As you learned early in school, a good paper starts with a good thesis that telegraphs what you will be writing about. Usually, by the time I begin to write. I am reasonably confident in the central thesis. As I approach each chapter, I review my note card structure to find it’s the thesis. As I continue each chapter, I know that everything I write must support that chapter’s thesis. I work off every notecard set aside for that chapter. When I am done, I move on to the next chapter. I usually take a break before I review the next set of cards and prepare its thesis.
Some days I write faster than others. After an hour and a half to two hours, I find that my brain gets cloudy, and I am laboring too much to continue. I used to aim for 1,500 to 2,000 words a day, but I usually follow my rhythm.
We often hear about writer’s block. For some people, it happens only at the beginning of a project, while others face it at the beginning of every writing session. Getting started can be a challenge, but I’ve learned how to beat that back, plus get into the groove of where I left off the previous day. I call it “reverse writing.” This means I begin the editing process while I continue to write. Each day when I sit down at my computer, I go back to where I started the previous day. I read everything out loud slowly. Doing so, I catch writing errors. I find things that made sense as I was writing, but now in retrospect, need clarity. I make the necessary corrections. Eventually, I have gone through everything from the previous day, and I am ready to start writing new material.
Using this reverse writing process means that I have already completed the first edit by the time I am done with writing the book.
I know I’m done when I’ve gone through all of my notecards and other documents that I had set aside early in the process. I’m confident that I may need to add material later, but for now, I’m ready for the next important step.
I put it away. Frankly, I’m pretty tired of the content by this point in time. I need a break. Depending on how much time I have before I send it to my editor, I may let it sit for a week. Not only does this give me some time away from my daily writing routine, but it will allow me to read it with a fresh set of eyes once I’m ready to pick it up again.
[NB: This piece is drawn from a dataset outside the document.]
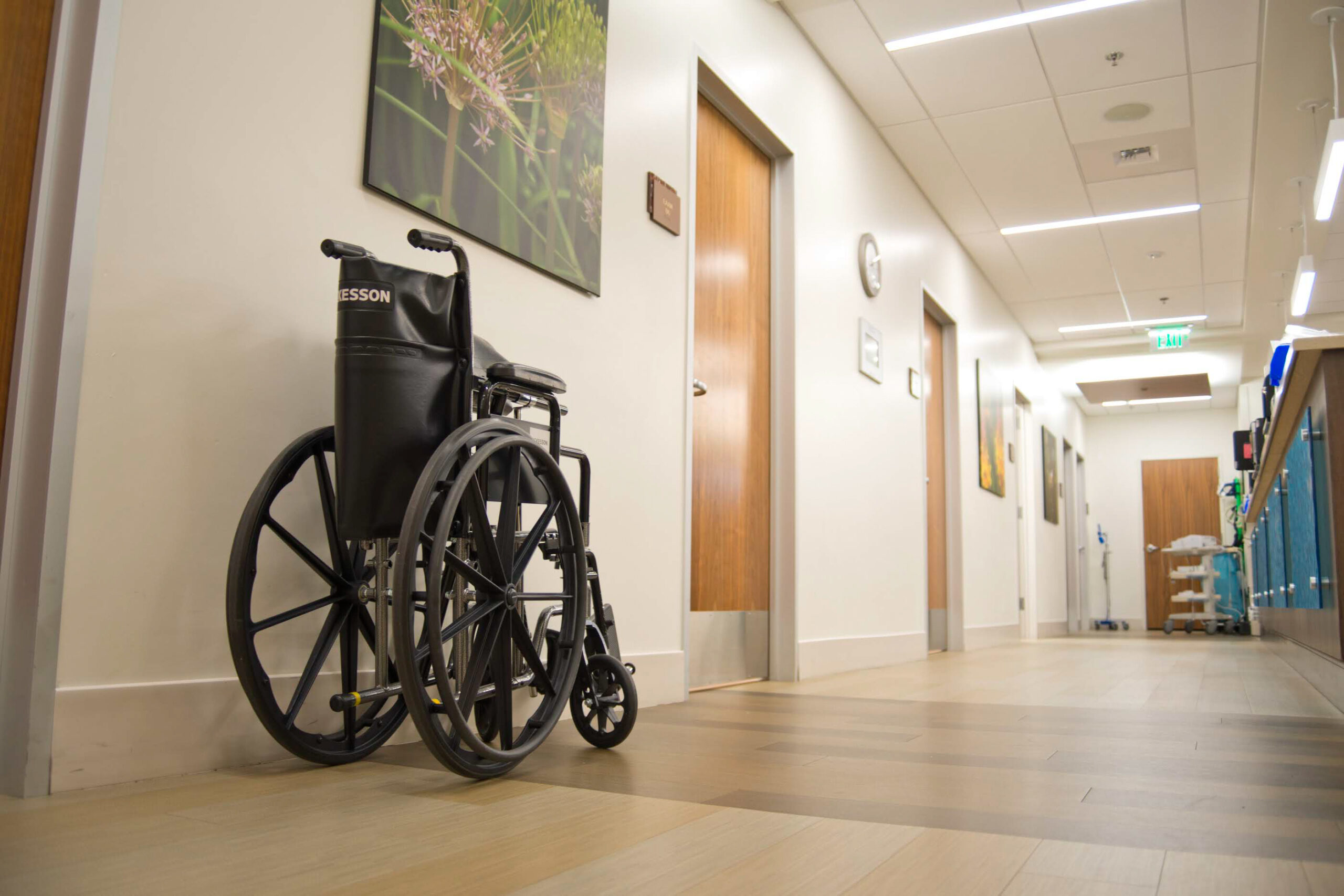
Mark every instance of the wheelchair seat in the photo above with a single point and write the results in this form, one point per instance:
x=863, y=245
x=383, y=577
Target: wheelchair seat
x=490, y=363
I print out the manuscript for the first time. I do this because I seem to catch more errors, gaps, and things that don’t make sense when I read something on the printed page rather than on a computer screen. I take my time, and I read from beginning to end. I markup things that I want to come back to later. I don’t fix or rewrite. Instead, I mark up the pages. Once I’m done with my second edit, I go back to my computer and make any necessary fixes. If I find missing information, I can add it as needed.
Following this, I submit the entire document to my editor. The type of editor you want depends on the kind of project. I tell the college students I teach that they can have a peer read the document. If you have a friend that is a good reader, let them be an objective reader. If you a working under contract with a book publisher, they will assign you to a professional editor. If you are independent, many professionals will provide that function for a fee. No matter who functions as your editor, they will provide you with valuable feedback. If they challenge the information you cite, you may need to go back and do additional research. At a minimum, you will be making more edits.
After this phase, it put it aside for a few days, print it out, and do a final read. I refer to it as a “final read” rather than a 3rd or 4th draft because I want to feel like we are nearing an end. When I’m done, I find there are only a very few things that need additional attention.
This will be the time you start to second guess what you have written. It’s a nagging feeling that most writers will admit having. But the process you have followed makes sure that you have done your best from the moment you drafted your first thesis statement or even conceived the project.